In what passes for a legislative blink-of-an-eye, the House Wednesday voted along party lines to sue President Obama for delaying implementation of parts of the Affordable Care Act.
Republicans rammed through the lawsuit authorization while up against a tight deadline: The start of their five-week summer vacation, during which they can go about the really important business facing members of Congress — getting reelected. Once returned to office in November, House Republicans can come back to Washington to do nothing.
Except perhaps impeach the president.
Speaker John Boehner may look upon suing the president as impeachment "lite" — a way to show extremist Republicans that the House leadership will stand up to the president short of a politically toxic vote to impeach him.
The problem with Boehner’s strategy is that the debate on the floor of the House on suing Obama logically points to impeaching him.
Note the rhetoric on the right. “Our forefathers recognized that one man who can both make the law and enforce the law is not a president. He’s a king!” warned Representative Tom Rice of South Carolina, drawing comparisons to King George III. Candice Miller of Michigan said Obama’s attempt to “both impose and then enforce the law… amounts to tyranny.” Jeff Duncan of South Carolina opined, “Our Constitution does not say the president gets to write his own laws.”
I could go on, but the impetus is clear: If you believe the president is a tyrant, if you label him a lawbreaker, if you liken him to King George, then what alternative is there but to rid the nation of the tyrant, the lawbreaker, the second coming of King George?
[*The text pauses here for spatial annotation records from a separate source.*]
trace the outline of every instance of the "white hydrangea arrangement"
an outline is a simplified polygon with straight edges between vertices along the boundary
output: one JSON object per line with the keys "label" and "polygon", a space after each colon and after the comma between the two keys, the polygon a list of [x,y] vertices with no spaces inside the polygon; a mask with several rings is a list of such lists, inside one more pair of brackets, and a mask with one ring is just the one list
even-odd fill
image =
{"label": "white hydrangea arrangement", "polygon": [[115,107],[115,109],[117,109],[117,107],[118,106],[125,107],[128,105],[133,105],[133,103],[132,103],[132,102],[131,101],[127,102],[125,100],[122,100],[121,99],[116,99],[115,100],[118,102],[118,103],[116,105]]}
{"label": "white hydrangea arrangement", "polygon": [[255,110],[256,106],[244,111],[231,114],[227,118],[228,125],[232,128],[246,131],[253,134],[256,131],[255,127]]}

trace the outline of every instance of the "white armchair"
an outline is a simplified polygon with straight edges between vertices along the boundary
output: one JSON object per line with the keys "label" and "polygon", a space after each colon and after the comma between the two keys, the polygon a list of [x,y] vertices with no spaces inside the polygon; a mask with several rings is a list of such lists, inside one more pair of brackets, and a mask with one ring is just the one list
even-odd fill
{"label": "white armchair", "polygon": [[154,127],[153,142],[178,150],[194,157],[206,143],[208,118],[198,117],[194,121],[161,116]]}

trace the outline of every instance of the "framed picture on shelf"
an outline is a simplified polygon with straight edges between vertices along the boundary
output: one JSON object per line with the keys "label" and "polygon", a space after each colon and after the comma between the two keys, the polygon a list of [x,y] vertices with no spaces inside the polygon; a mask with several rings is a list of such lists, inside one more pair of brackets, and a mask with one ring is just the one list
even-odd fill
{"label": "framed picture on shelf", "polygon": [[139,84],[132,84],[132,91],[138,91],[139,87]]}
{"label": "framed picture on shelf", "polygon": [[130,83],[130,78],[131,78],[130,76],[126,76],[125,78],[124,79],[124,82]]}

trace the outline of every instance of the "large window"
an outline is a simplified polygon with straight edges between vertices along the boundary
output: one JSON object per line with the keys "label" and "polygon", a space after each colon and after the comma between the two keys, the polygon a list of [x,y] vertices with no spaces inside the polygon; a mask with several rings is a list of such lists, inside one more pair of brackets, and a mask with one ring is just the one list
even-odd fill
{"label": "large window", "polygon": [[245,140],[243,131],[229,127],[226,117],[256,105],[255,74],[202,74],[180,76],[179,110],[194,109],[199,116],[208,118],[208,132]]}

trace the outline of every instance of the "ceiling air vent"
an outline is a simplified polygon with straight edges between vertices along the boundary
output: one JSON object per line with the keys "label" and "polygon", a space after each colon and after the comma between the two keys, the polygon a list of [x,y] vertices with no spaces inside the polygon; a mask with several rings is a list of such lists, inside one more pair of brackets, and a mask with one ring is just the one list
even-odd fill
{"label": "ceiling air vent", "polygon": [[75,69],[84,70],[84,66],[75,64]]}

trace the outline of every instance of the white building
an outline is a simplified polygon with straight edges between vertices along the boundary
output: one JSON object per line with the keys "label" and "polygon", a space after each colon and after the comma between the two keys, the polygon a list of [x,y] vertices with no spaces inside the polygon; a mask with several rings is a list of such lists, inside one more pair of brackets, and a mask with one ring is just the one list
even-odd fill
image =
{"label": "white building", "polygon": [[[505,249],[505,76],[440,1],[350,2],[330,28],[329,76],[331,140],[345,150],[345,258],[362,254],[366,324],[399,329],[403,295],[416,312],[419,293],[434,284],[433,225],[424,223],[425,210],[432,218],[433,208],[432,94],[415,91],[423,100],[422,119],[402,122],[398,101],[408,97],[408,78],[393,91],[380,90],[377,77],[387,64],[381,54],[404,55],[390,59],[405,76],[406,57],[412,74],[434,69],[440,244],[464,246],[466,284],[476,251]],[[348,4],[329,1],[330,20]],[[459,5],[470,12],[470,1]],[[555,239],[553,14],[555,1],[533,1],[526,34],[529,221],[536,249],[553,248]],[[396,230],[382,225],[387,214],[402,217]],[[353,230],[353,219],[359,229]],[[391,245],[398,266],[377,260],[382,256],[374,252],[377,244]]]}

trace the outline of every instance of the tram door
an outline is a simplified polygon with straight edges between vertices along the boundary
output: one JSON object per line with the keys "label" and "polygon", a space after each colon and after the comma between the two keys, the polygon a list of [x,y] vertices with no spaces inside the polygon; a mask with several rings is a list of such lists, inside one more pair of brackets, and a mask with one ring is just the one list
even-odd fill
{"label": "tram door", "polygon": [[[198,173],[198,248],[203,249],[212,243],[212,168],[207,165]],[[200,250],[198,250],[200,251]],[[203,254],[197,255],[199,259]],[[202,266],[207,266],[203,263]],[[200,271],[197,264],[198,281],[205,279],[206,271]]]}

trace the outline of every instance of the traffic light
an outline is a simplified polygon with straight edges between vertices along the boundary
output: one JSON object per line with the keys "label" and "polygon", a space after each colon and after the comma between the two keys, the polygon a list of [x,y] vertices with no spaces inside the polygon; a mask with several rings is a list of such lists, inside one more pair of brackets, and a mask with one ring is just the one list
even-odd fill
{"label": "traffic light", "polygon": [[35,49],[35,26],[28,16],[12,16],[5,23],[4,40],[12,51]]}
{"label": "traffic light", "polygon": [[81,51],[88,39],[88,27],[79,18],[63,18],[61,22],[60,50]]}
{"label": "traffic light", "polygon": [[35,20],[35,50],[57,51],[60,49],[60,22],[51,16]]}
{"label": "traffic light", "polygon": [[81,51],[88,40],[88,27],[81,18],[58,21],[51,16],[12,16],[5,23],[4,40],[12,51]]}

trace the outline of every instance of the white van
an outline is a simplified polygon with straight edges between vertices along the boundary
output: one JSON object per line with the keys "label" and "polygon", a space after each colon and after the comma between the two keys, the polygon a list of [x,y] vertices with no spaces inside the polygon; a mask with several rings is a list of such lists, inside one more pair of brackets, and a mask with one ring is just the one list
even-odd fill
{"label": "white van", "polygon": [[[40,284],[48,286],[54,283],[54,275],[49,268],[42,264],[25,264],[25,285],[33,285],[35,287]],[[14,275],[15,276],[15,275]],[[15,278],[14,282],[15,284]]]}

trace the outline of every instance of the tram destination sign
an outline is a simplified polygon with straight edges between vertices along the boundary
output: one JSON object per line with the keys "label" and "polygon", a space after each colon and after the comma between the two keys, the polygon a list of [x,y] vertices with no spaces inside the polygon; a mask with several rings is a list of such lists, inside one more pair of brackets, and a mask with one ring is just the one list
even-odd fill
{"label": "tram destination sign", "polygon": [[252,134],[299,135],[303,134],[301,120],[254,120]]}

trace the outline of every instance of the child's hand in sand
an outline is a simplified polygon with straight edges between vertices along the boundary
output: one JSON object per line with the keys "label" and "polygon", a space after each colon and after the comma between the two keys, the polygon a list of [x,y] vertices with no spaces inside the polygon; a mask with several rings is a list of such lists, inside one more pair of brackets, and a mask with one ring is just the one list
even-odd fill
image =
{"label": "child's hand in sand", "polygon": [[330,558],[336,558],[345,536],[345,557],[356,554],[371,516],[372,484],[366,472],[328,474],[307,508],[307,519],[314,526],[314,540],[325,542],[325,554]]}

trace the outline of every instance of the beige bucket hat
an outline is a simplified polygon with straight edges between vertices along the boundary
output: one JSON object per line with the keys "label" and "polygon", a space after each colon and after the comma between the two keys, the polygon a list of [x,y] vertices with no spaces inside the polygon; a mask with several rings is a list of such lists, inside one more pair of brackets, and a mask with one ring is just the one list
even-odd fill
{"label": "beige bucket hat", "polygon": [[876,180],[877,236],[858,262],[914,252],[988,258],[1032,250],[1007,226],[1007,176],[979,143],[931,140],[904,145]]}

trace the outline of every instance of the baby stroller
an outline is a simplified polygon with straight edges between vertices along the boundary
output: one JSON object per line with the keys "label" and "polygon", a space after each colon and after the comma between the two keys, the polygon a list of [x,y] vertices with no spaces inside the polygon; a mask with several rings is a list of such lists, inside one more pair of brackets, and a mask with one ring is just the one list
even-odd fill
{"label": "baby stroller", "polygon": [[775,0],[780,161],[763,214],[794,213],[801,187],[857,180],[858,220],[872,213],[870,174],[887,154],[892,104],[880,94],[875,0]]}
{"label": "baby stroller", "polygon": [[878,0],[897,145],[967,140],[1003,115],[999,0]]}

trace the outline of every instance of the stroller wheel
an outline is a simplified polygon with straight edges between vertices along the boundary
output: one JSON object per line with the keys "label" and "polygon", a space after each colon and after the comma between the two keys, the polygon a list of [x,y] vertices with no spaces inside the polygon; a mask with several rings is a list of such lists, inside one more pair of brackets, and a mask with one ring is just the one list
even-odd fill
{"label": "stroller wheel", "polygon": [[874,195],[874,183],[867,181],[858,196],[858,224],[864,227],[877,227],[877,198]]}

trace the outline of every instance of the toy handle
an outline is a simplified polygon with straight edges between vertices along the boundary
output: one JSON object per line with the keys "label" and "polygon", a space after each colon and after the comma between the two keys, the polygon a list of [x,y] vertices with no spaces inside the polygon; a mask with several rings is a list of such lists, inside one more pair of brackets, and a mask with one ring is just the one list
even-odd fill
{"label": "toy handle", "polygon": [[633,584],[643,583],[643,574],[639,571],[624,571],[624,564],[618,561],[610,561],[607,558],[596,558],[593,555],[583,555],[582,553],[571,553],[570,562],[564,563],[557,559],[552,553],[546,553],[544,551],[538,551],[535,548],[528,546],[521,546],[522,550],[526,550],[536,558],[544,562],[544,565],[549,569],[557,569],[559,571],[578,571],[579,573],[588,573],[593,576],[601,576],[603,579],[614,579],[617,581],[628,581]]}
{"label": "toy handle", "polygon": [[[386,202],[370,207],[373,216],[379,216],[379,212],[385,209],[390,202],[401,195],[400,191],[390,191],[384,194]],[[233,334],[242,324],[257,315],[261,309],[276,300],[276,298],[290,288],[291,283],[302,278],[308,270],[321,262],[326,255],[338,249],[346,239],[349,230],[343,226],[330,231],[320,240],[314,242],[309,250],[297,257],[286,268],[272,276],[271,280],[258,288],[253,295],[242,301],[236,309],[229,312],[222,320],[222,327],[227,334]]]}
Indeed, the president deserves the fate of King Louis XVI before the guillotine, but fortunately the United States has a safer and less bloody alternative — impeachment.
North Carolina Republican Walter Jones understands the logic. “Why not impeach instead of wasting $1 million to $2 million of the taxpayers’ money? … If you’re serious about this, use what the founders of the Constitution gave us,” Jones told The Hill Wednesday.
Boehner wants to steer clear of impeachment because he knows it’s a political loser, likely to cost Republicans votes in November while boosting Democratic fund raising (the party raised one million dollars on Monday alone).
In a wondrous example of political double speak, the Republicans charge their opponents with fanning the impeachment issue. Boehner says such talk is “a scam started by Democrats at the White House.” Karl Rove claims Obama is trying to raise a “constitutional crisis where none exists.” And radio talk show host Glen Beck asks:
“Do you think anyone in Washington in the GOP is serious about impeachment? Do you think one person? Have you spoken to one person? No one. So who wants it? The president does.”
Beck has a selective memory. Here’s what he said a year ago: “I called today for the very first time in my career…I personally am calling to impeach the President of the United States.”
Beck isn’t alone in seeking Obama’s impeachment. Such leading lights on the right as former vice presidential candidate Sarah Palin and Representative Steve Stockman of Texas as well as the aforementioned Jones have raised what Palin calls the “I-word.”
Boehner has exhibited little ability in the past to control his fractious caucus, so there’s reason to worry that his let’s-avoid-the-subject-of-impeachment-by-suing strategy may backfire. Impeachment or lawsuit, it all amounts, in the words of Democratic Representative Louise Slaughter, to “a sorry spectacle of legislative malpractice.”
But it’s the only kind of practice — “mal” or otherwise — that’s likely to come out of the current House. Republicans have had time to authorize a frivolous lawsuit against the president — frivolous because it has virtually no chance of success — while failing to do the nation’s business. They have not even brought to the floor legislation to raise the minimum wage, extend unemployment insurance, or overhaul the nation’s immigration system.
Why legislate when you can litigate?